Coach
(played by Walter Matthau) (barging into the team bunk cabin): “What's
going on in here?! Huh?! What's all the racket about?! I thought I told you to
go to sleep!!”
Artie
(played by Dan Aykroyd): “We were
trying to, Coach, but Alan made too much noise because he was… buzzing off!”
Team
(Aykroyd, Bill Murray, and Garrett Morris):
“Alan was buzzing off! Alan was buzzing off! Alan was buzzing off!!”
Coach:
“Come on, you guys…cut it out! Come over here, Alan.. come over here…”
[Coach and a
disconsolate Alan—played by John Belushi-- sit down.]
Coach:
“Nothing wrong in what you were doing, Alan. It's perfectly normal for someone
your age to bend his barb once in a while. Everyone does it, there's nothing to
be ashamed of….It's a natural function - everyone does it….Let me tell you a
story about a ballplayer I knew, who, uh… used to buzz off five, six, seven
times a day. And his teammates, they made fun of him, they razzed him all the
time. And he was ashamed, and it was affecting all aspects of his game. He had
trouble throwing, fielding, hitting with power, running to the bases… And then,
one day, he just accepted the fact that he was a chronic buzz off. And once he
accepted that fact, he became a great ballplayer, and he went on to hit three
home runs in the last game of the 1977 World Series!”
[The team is
amazed by the identity of the buzz off.]
Team:
“Reggie Jackson!!!!!!”
Coach:
“Reggie Jackson. That's right, Alan, you're in good company.”—Saturday
Night Live, Season 4, Episode 7, December 2, 1978, “The Bad News Bees” segment, directed by
Dave Wilson and James Signorelli
I can still remember almost as if it were yesterday
the first time this spoof of The Bad News Bears—one of the best skits in the show’s long history—aired, as
well as the percussive laugh that came out of me at the slow uncoiling of the
outrageous punchline.
“The three home runs in the last game of the 1977
World Series” occurred on this date 35 years ago against the Los Angeles Dodgers, and this Bunyanesque—no, Ruthian--feat by Reggie Jackson was as explosive in its way (home runs on three consecutive swings--plus one in his last at bat the day before!) as the SNL punchline.

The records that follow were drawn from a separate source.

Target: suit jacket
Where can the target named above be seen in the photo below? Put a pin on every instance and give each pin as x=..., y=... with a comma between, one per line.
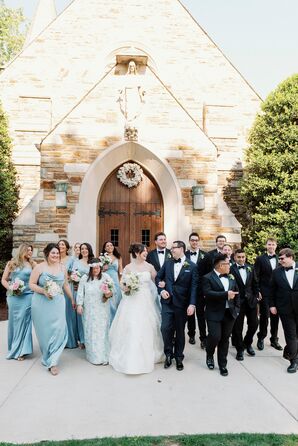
x=152, y=258
x=183, y=290
x=282, y=296
x=216, y=297
x=263, y=274
x=249, y=291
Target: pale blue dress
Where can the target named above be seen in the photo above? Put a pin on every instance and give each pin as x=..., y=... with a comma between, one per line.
x=71, y=316
x=19, y=317
x=96, y=320
x=49, y=321
x=83, y=269
x=112, y=271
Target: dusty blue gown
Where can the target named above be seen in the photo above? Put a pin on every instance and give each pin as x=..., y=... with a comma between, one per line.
x=49, y=321
x=19, y=317
x=112, y=271
x=83, y=269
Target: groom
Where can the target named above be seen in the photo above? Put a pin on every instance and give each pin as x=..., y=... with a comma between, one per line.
x=178, y=300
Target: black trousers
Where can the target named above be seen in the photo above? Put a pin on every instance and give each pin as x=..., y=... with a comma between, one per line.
x=173, y=320
x=191, y=321
x=252, y=326
x=218, y=336
x=265, y=315
x=290, y=327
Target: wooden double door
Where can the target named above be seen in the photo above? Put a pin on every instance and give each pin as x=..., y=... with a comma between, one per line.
x=128, y=215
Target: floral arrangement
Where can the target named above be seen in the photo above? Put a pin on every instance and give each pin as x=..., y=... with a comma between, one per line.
x=16, y=288
x=52, y=288
x=130, y=283
x=130, y=174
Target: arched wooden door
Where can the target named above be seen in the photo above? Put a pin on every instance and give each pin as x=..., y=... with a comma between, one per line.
x=129, y=215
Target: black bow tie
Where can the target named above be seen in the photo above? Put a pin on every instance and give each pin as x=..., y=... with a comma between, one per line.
x=288, y=268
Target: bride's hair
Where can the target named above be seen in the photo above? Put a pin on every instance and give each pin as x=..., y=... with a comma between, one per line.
x=136, y=248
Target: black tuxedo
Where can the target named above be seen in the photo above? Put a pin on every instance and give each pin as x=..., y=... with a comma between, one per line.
x=220, y=316
x=285, y=299
x=248, y=293
x=152, y=258
x=262, y=274
x=183, y=292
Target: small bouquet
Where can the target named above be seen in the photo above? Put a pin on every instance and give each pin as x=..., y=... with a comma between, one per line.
x=130, y=282
x=106, y=287
x=16, y=288
x=52, y=288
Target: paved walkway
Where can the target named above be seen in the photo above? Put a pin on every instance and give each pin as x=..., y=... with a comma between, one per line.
x=86, y=401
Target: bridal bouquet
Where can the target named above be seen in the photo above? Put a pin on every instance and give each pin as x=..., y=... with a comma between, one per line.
x=52, y=288
x=16, y=288
x=130, y=282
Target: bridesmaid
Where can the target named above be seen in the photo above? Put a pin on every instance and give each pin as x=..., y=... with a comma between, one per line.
x=19, y=306
x=48, y=280
x=81, y=265
x=71, y=317
x=92, y=303
x=114, y=270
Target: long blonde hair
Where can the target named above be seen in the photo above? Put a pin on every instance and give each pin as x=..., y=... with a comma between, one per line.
x=18, y=260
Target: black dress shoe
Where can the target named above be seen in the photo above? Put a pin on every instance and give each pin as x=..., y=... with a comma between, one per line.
x=168, y=362
x=192, y=340
x=276, y=345
x=223, y=371
x=250, y=350
x=260, y=344
x=179, y=364
x=210, y=362
x=293, y=367
x=239, y=356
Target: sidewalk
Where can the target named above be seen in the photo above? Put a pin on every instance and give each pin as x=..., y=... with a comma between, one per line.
x=86, y=401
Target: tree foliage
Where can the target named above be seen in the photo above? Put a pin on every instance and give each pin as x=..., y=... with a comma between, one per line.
x=270, y=184
x=9, y=191
x=11, y=34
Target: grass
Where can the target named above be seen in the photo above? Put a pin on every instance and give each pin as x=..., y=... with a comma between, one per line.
x=185, y=440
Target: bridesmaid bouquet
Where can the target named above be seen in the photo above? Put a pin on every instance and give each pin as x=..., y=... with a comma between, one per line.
x=130, y=282
x=16, y=288
x=52, y=288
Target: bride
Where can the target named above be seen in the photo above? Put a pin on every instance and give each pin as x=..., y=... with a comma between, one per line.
x=135, y=336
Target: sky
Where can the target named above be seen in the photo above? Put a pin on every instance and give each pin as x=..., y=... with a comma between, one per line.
x=259, y=37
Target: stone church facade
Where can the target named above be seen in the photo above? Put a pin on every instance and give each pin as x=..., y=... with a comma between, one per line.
x=77, y=114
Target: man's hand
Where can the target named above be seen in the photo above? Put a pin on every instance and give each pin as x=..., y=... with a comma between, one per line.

In his wildest dreams, the slugger—then at the end
of a hugely controversial first year with the New York Yankees, when he tangled
with manager Billy Martin and catcher-sparkplug Thurman Munson—was never the
five-tool player that Alex Rodriguez was in his prime. Nor did he always come
through in the clutch. But unlike A-Rod, he never wilted when the lights shone
brightest on him. (Even striking out, he made the air tremble.)
Sixteen years after the New York media made him a
tabloid fixture, 15 years after SNL made fun of him, Mr. Buzzing Off—oops, I mean Mr. October—had the last laugh when
he was elected to the Baseball Hall of Fame.